Treat Visual Tokens as Text? But Your MLLM Only Needs Fewer Efforts to See

Zeliang Zhang,Phu Pham,Wentian Zhao,Kun Wan,Yu-Jhe Li,Jianing Zhou,Daniel Miranda,Ajinkya Kale,Chenliang Xu
2024-11-16
Abstract:By treating visual tokens from visual encoders as text tokens, Multimodal Large Language Models (MLLMs) have achieved remarkable progress across diverse visual understanding tasks, leveraging the robust architectures of Large Language Models (LLMs). However, as token counts grow, the quadratic scaling of computation in LLMs introduces a significant efficiency bottleneck, impeding further scalability. Although recent approaches have explored pruning visual tokens or employing lighter LLM architectures, the computational overhead from an increasing number of visual tokens remains a substantial challenge. In this study, we investigate the redundancy in visual computation at both the parameter and computational pattern levels within LLaVA, a representative MLLM, and introduce a suite of streamlined strategies to enhance efficiency. These include neighbor-aware visual token attention, pruning of inactive visual attention heads, and selective layer dropping for visual computations. By implementing these strategies in LLaVA, we achieve a reduction in computational demands of 88% while maintaining model performance across key benchmarks. Additionally, we validate the existence of visual computational redundancy in other MLLMs, such as Qwen2-VL-7B and InternVL-2.0-4B/8B/26B. These results present a novel pathway for MLLMs to handle dense visual tokens with minimal computational costs. Code and model checkpoints will be released to support further research.
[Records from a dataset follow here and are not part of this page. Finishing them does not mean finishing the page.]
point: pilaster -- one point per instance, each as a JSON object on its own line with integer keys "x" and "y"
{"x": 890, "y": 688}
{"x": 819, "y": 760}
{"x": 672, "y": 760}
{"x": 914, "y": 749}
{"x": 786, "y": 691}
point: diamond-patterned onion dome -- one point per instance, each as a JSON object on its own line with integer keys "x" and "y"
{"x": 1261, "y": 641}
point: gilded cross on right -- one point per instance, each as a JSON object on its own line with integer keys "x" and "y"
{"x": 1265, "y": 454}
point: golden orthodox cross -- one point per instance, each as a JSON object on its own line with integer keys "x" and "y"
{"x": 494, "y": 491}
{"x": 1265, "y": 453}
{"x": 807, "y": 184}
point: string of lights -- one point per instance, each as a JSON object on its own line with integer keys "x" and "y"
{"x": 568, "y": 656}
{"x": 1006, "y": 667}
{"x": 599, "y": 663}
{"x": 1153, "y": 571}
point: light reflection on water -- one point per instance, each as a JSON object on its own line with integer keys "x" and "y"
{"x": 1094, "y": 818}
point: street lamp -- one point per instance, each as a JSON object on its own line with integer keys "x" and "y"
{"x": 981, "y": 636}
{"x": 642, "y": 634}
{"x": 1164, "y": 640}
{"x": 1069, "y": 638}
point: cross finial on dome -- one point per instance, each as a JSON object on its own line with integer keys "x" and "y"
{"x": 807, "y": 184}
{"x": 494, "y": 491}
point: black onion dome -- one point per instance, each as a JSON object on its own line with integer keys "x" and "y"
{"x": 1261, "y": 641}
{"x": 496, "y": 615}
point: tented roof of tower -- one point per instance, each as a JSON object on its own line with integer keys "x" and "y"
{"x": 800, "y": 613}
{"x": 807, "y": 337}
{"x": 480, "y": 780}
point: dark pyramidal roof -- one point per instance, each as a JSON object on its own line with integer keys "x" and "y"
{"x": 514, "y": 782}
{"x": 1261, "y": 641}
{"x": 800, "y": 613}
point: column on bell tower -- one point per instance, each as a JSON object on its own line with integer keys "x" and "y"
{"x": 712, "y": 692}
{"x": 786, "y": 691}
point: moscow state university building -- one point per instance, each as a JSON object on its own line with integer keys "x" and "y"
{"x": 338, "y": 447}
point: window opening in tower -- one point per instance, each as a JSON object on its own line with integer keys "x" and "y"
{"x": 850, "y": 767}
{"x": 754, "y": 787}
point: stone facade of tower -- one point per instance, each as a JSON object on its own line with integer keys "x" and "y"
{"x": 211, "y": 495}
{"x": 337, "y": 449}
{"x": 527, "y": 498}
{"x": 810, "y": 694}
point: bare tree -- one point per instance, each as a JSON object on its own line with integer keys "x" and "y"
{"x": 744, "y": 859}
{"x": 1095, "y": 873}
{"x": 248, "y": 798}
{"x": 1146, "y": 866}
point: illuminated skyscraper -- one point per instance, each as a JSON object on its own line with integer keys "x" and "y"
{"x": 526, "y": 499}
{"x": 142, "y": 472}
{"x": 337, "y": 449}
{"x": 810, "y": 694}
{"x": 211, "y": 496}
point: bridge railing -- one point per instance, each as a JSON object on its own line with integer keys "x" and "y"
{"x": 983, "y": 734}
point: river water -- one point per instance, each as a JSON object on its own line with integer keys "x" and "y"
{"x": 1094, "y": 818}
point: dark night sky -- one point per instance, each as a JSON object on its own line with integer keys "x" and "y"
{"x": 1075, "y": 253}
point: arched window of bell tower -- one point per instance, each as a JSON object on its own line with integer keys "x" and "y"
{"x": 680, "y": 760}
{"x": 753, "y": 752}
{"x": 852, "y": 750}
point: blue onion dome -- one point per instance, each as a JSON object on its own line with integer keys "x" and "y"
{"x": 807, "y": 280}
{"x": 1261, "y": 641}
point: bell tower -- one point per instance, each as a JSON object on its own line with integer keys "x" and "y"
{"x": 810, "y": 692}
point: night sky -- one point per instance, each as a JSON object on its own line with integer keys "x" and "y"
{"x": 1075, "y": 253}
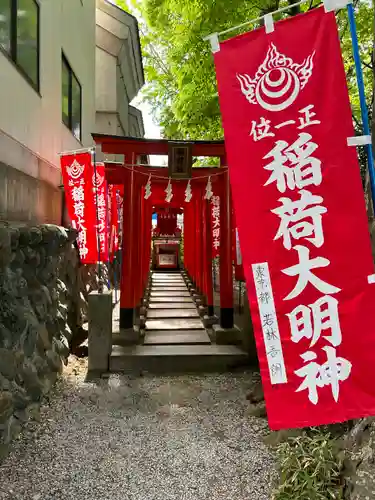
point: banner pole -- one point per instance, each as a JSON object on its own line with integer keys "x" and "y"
{"x": 362, "y": 97}
{"x": 97, "y": 222}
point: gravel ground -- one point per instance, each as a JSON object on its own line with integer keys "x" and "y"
{"x": 148, "y": 438}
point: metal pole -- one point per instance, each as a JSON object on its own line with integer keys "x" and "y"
{"x": 108, "y": 234}
{"x": 362, "y": 98}
{"x": 97, "y": 223}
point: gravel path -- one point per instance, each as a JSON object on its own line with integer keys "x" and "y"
{"x": 149, "y": 438}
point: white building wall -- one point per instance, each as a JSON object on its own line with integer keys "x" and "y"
{"x": 31, "y": 129}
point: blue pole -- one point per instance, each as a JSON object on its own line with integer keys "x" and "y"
{"x": 362, "y": 98}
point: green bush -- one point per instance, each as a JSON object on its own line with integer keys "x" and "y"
{"x": 310, "y": 468}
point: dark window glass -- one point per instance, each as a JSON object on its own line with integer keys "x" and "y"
{"x": 5, "y": 24}
{"x": 71, "y": 100}
{"x": 27, "y": 38}
{"x": 19, "y": 35}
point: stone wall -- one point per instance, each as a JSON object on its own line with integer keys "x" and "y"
{"x": 43, "y": 298}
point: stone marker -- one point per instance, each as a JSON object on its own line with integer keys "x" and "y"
{"x": 100, "y": 331}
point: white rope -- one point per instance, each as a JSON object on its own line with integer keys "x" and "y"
{"x": 166, "y": 177}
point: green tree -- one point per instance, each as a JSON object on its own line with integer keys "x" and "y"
{"x": 181, "y": 84}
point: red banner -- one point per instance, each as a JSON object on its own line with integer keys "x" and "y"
{"x": 302, "y": 221}
{"x": 114, "y": 217}
{"x": 77, "y": 177}
{"x": 215, "y": 212}
{"x": 101, "y": 200}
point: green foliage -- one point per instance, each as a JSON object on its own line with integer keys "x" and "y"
{"x": 181, "y": 84}
{"x": 310, "y": 468}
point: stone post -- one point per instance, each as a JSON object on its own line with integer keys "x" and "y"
{"x": 100, "y": 331}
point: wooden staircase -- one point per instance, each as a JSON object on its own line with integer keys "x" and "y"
{"x": 175, "y": 339}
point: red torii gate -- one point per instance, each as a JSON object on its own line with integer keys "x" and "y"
{"x": 137, "y": 220}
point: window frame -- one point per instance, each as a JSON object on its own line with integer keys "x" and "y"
{"x": 12, "y": 54}
{"x": 71, "y": 73}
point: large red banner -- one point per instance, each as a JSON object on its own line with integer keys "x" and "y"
{"x": 77, "y": 177}
{"x": 215, "y": 214}
{"x": 301, "y": 217}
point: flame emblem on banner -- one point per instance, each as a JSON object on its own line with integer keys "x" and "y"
{"x": 97, "y": 180}
{"x": 75, "y": 170}
{"x": 277, "y": 82}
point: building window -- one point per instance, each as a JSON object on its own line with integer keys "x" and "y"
{"x": 19, "y": 36}
{"x": 71, "y": 100}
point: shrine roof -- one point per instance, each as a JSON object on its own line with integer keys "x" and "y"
{"x": 117, "y": 144}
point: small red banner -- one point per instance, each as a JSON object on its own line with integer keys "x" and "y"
{"x": 114, "y": 217}
{"x": 101, "y": 200}
{"x": 215, "y": 212}
{"x": 302, "y": 220}
{"x": 78, "y": 186}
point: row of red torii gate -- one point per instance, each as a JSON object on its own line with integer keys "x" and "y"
{"x": 197, "y": 233}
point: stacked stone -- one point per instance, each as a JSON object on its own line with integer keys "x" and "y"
{"x": 40, "y": 309}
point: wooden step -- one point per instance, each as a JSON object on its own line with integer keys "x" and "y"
{"x": 171, "y": 298}
{"x": 169, "y": 289}
{"x": 172, "y": 337}
{"x": 168, "y": 293}
{"x": 174, "y": 324}
{"x": 172, "y": 313}
{"x": 172, "y": 305}
{"x": 176, "y": 358}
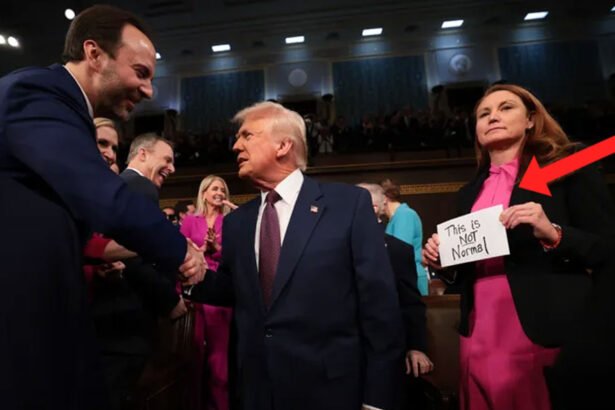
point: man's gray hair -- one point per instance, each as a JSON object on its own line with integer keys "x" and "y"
{"x": 284, "y": 123}
{"x": 147, "y": 142}
{"x": 377, "y": 193}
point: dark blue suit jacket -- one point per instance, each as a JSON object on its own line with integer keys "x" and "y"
{"x": 332, "y": 337}
{"x": 55, "y": 190}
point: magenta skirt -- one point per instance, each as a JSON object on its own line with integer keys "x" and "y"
{"x": 210, "y": 371}
{"x": 501, "y": 369}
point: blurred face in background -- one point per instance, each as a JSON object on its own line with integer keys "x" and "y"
{"x": 107, "y": 142}
{"x": 215, "y": 194}
{"x": 158, "y": 162}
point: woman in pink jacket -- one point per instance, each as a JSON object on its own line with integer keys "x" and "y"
{"x": 212, "y": 323}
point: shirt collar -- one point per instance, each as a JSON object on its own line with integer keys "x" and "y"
{"x": 288, "y": 188}
{"x": 509, "y": 168}
{"x": 136, "y": 170}
{"x": 87, "y": 101}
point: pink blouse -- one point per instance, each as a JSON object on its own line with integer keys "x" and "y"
{"x": 194, "y": 227}
{"x": 496, "y": 190}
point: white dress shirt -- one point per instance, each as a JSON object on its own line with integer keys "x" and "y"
{"x": 288, "y": 190}
{"x": 136, "y": 170}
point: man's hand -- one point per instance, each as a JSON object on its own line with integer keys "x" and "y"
{"x": 418, "y": 363}
{"x": 110, "y": 270}
{"x": 179, "y": 310}
{"x": 192, "y": 271}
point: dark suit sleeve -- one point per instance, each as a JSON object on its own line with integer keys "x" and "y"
{"x": 589, "y": 237}
{"x": 46, "y": 132}
{"x": 156, "y": 289}
{"x": 379, "y": 314}
{"x": 412, "y": 307}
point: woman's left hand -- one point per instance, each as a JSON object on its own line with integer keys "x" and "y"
{"x": 212, "y": 240}
{"x": 530, "y": 213}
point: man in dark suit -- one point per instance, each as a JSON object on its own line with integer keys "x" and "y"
{"x": 56, "y": 189}
{"x": 316, "y": 311}
{"x": 126, "y": 309}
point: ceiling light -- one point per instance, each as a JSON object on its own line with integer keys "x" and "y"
{"x": 69, "y": 14}
{"x": 539, "y": 15}
{"x": 220, "y": 48}
{"x": 294, "y": 40}
{"x": 13, "y": 42}
{"x": 372, "y": 31}
{"x": 452, "y": 23}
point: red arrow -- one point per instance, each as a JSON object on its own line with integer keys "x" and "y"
{"x": 536, "y": 178}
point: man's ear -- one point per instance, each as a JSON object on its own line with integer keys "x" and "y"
{"x": 530, "y": 121}
{"x": 284, "y": 147}
{"x": 142, "y": 154}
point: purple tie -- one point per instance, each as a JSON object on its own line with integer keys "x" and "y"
{"x": 269, "y": 247}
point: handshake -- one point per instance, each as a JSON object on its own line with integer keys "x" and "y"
{"x": 193, "y": 270}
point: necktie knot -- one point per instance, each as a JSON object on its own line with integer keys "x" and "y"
{"x": 272, "y": 197}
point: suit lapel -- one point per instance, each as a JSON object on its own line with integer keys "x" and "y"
{"x": 247, "y": 247}
{"x": 306, "y": 214}
{"x": 469, "y": 195}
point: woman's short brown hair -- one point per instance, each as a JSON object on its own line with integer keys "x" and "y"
{"x": 391, "y": 191}
{"x": 546, "y": 139}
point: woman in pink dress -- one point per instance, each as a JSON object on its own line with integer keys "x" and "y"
{"x": 517, "y": 310}
{"x": 212, "y": 323}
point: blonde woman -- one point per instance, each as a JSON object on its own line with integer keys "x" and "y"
{"x": 212, "y": 323}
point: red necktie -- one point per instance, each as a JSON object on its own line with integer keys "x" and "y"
{"x": 269, "y": 246}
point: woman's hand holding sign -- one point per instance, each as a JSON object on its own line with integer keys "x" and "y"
{"x": 530, "y": 213}
{"x": 431, "y": 252}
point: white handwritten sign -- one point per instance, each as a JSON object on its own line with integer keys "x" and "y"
{"x": 476, "y": 236}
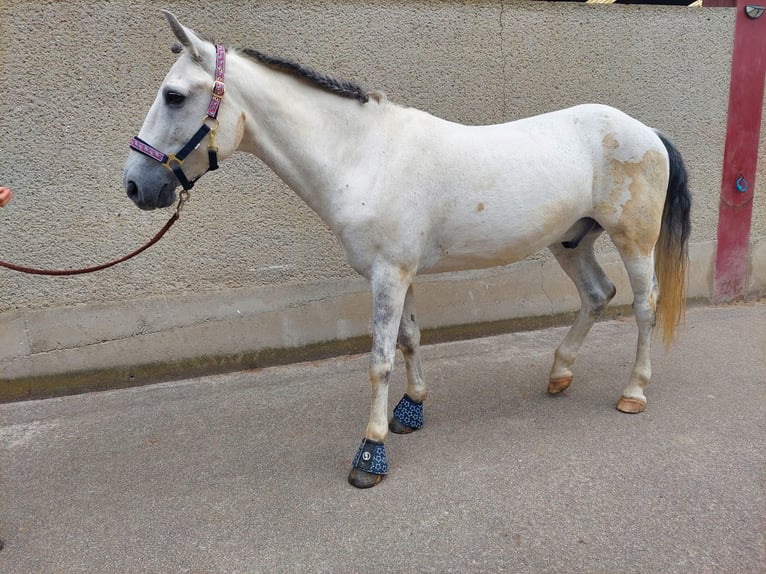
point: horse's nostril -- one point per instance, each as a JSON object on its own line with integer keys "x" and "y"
{"x": 132, "y": 190}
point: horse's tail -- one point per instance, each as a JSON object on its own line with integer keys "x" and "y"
{"x": 671, "y": 252}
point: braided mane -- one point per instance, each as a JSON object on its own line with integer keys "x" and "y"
{"x": 327, "y": 83}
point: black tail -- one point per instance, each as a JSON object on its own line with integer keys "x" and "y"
{"x": 672, "y": 250}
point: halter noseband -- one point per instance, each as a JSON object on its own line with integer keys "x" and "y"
{"x": 174, "y": 161}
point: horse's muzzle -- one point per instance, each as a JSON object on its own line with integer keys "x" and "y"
{"x": 165, "y": 196}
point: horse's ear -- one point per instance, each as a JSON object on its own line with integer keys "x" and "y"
{"x": 187, "y": 37}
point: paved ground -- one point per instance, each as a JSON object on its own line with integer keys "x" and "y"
{"x": 247, "y": 472}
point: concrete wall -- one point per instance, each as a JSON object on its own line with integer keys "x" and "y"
{"x": 249, "y": 267}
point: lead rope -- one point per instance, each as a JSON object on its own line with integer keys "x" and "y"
{"x": 182, "y": 197}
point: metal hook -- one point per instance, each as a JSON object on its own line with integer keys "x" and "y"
{"x": 742, "y": 184}
{"x": 753, "y": 11}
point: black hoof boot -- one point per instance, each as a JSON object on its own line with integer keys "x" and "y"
{"x": 370, "y": 464}
{"x": 362, "y": 479}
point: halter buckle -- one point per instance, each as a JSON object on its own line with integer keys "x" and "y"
{"x": 170, "y": 159}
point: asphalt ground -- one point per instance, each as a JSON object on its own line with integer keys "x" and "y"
{"x": 246, "y": 472}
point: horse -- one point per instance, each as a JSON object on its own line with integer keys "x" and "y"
{"x": 406, "y": 193}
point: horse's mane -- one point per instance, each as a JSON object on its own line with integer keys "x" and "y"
{"x": 327, "y": 83}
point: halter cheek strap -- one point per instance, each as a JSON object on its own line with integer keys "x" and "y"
{"x": 174, "y": 162}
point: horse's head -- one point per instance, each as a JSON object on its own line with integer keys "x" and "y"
{"x": 186, "y": 113}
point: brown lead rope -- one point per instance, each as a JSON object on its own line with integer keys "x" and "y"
{"x": 182, "y": 198}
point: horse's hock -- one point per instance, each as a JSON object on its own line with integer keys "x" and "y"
{"x": 250, "y": 275}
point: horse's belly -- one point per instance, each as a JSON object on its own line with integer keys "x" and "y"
{"x": 480, "y": 245}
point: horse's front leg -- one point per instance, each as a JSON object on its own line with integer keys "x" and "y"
{"x": 389, "y": 287}
{"x": 408, "y": 414}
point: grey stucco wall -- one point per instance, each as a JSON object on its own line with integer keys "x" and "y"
{"x": 79, "y": 76}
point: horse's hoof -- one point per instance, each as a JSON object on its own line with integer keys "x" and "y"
{"x": 361, "y": 479}
{"x": 631, "y": 406}
{"x": 555, "y": 386}
{"x": 398, "y": 427}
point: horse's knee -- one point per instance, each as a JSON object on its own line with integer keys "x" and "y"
{"x": 409, "y": 335}
{"x": 599, "y": 297}
{"x": 380, "y": 370}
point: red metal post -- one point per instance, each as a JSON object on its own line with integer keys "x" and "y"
{"x": 748, "y": 72}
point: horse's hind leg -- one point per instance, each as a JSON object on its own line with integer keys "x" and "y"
{"x": 645, "y": 295}
{"x": 408, "y": 414}
{"x": 595, "y": 289}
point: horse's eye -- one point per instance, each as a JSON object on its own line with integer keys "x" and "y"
{"x": 174, "y": 98}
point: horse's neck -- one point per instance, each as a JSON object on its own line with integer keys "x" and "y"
{"x": 304, "y": 134}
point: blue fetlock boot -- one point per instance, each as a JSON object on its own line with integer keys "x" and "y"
{"x": 408, "y": 416}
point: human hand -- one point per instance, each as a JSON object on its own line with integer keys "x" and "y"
{"x": 5, "y": 195}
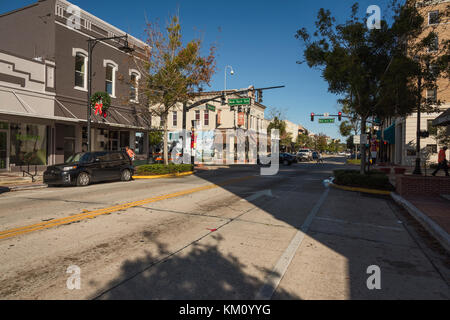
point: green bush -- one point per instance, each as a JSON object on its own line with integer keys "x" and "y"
{"x": 373, "y": 180}
{"x": 156, "y": 169}
{"x": 354, "y": 161}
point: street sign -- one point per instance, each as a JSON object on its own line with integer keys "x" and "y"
{"x": 363, "y": 139}
{"x": 326, "y": 120}
{"x": 239, "y": 102}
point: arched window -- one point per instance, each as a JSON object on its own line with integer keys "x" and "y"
{"x": 81, "y": 65}
{"x": 134, "y": 85}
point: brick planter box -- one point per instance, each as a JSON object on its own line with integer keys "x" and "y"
{"x": 423, "y": 186}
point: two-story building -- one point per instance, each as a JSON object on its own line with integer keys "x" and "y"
{"x": 44, "y": 64}
{"x": 212, "y": 121}
{"x": 399, "y": 134}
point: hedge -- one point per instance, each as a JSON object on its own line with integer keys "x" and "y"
{"x": 373, "y": 180}
{"x": 156, "y": 169}
{"x": 354, "y": 161}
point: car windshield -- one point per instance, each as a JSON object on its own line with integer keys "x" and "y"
{"x": 82, "y": 157}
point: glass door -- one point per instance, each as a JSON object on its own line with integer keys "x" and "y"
{"x": 3, "y": 149}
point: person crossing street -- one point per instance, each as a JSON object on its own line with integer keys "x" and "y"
{"x": 442, "y": 162}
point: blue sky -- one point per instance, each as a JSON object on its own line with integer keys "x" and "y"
{"x": 255, "y": 37}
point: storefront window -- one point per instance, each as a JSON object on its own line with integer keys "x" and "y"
{"x": 28, "y": 144}
{"x": 139, "y": 147}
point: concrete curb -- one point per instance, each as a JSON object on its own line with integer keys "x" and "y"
{"x": 171, "y": 175}
{"x": 364, "y": 190}
{"x": 432, "y": 227}
{"x": 5, "y": 189}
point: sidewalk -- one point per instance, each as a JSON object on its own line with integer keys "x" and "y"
{"x": 15, "y": 181}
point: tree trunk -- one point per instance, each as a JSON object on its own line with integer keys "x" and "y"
{"x": 166, "y": 137}
{"x": 363, "y": 147}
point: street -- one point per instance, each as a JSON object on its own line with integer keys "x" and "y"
{"x": 219, "y": 234}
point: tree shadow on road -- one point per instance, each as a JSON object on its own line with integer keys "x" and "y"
{"x": 198, "y": 271}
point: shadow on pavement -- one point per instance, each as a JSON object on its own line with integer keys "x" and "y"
{"x": 356, "y": 231}
{"x": 200, "y": 273}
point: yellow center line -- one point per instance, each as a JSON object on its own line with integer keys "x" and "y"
{"x": 92, "y": 214}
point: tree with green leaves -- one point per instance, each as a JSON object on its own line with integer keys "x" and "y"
{"x": 280, "y": 125}
{"x": 369, "y": 68}
{"x": 174, "y": 71}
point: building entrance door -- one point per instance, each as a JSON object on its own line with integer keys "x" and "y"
{"x": 4, "y": 150}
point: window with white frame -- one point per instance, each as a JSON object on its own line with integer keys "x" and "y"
{"x": 134, "y": 85}
{"x": 433, "y": 17}
{"x": 110, "y": 77}
{"x": 109, "y": 80}
{"x": 174, "y": 119}
{"x": 434, "y": 45}
{"x": 206, "y": 118}
{"x": 80, "y": 71}
{"x": 432, "y": 95}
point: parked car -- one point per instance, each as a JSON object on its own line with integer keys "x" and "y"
{"x": 83, "y": 168}
{"x": 304, "y": 155}
{"x": 287, "y": 159}
{"x": 284, "y": 158}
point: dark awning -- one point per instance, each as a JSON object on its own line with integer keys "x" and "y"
{"x": 443, "y": 119}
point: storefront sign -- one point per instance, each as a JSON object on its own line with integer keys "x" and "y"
{"x": 239, "y": 102}
{"x": 241, "y": 118}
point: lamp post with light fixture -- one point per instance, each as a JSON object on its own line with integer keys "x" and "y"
{"x": 91, "y": 45}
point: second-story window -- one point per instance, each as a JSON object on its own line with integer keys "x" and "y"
{"x": 109, "y": 81}
{"x": 206, "y": 118}
{"x": 80, "y": 71}
{"x": 174, "y": 119}
{"x": 433, "y": 17}
{"x": 197, "y": 117}
{"x": 434, "y": 46}
{"x": 134, "y": 78}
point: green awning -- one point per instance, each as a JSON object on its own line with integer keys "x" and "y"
{"x": 389, "y": 134}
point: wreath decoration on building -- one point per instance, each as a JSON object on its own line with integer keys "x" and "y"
{"x": 100, "y": 102}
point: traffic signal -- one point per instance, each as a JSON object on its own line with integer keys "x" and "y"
{"x": 223, "y": 100}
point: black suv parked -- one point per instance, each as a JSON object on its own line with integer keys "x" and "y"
{"x": 83, "y": 168}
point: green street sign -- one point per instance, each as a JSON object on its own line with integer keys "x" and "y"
{"x": 239, "y": 102}
{"x": 326, "y": 120}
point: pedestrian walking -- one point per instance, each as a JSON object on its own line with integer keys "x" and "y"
{"x": 130, "y": 153}
{"x": 442, "y": 162}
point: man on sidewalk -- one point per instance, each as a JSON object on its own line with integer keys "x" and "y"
{"x": 442, "y": 162}
{"x": 130, "y": 153}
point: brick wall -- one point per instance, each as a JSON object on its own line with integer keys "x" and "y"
{"x": 412, "y": 185}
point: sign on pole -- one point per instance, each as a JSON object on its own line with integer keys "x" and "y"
{"x": 210, "y": 107}
{"x": 239, "y": 102}
{"x": 326, "y": 120}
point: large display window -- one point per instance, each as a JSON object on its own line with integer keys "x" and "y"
{"x": 28, "y": 144}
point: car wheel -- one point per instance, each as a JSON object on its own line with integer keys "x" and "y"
{"x": 126, "y": 175}
{"x": 83, "y": 179}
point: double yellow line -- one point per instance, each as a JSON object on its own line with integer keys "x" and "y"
{"x": 92, "y": 214}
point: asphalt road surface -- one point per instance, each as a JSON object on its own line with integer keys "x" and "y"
{"x": 219, "y": 234}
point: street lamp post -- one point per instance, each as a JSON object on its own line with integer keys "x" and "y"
{"x": 91, "y": 45}
{"x": 417, "y": 169}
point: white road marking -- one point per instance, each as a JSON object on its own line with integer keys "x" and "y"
{"x": 258, "y": 195}
{"x": 360, "y": 224}
{"x": 273, "y": 279}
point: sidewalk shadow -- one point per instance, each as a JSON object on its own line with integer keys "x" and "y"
{"x": 202, "y": 273}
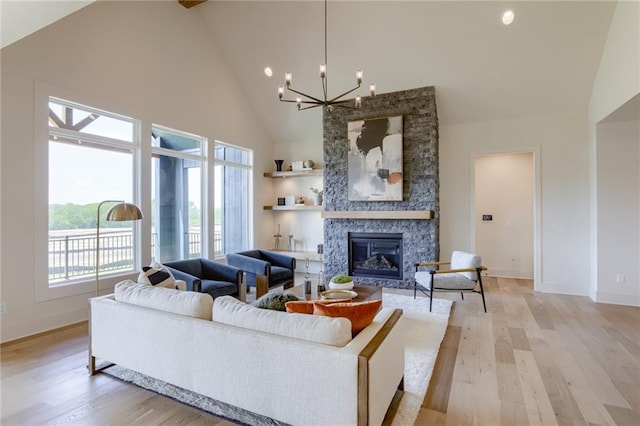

Computer Vision and Pattern Recognition
What problem does this paper attempt to address?
The problem that this paper attempts to solve is the computational efficiency bottleneck faced when processing visual tokens in multimodal large language models (MLLMs). Specifically, as the number of visual tokens increases, the computational cost grows quadratically, which limits the further expansion of MLLMs. Although existing methods have attempted to solve this problem by pruning visual tokens or using a more lightweight LLM architecture, the computational overhead is still large. This paper studies the visual computational redundancy in LLaVA (a representative MLLM) and proposes a series of optimization strategies aimed at significantly reducing computational requirements while maintaining model performance. These strategies include a neighbor - aware visual token attention mechanism, pruning of inactive visual attention heads, and selective discarding of visual computation layers. Through these strategies, the authors verify the effectiveness of their method on multiple benchmarks, demonstrating that model performance can be maintained while significantly reducing computational costs. In addition, the authors also find that a similar visual computational redundancy phenomenon exists in other MLLMs (such as Qwen2 - VL - 7B and InternVL - 2.0 - 4B/8B/26B), indicating that these optimization strategies have broad application potential.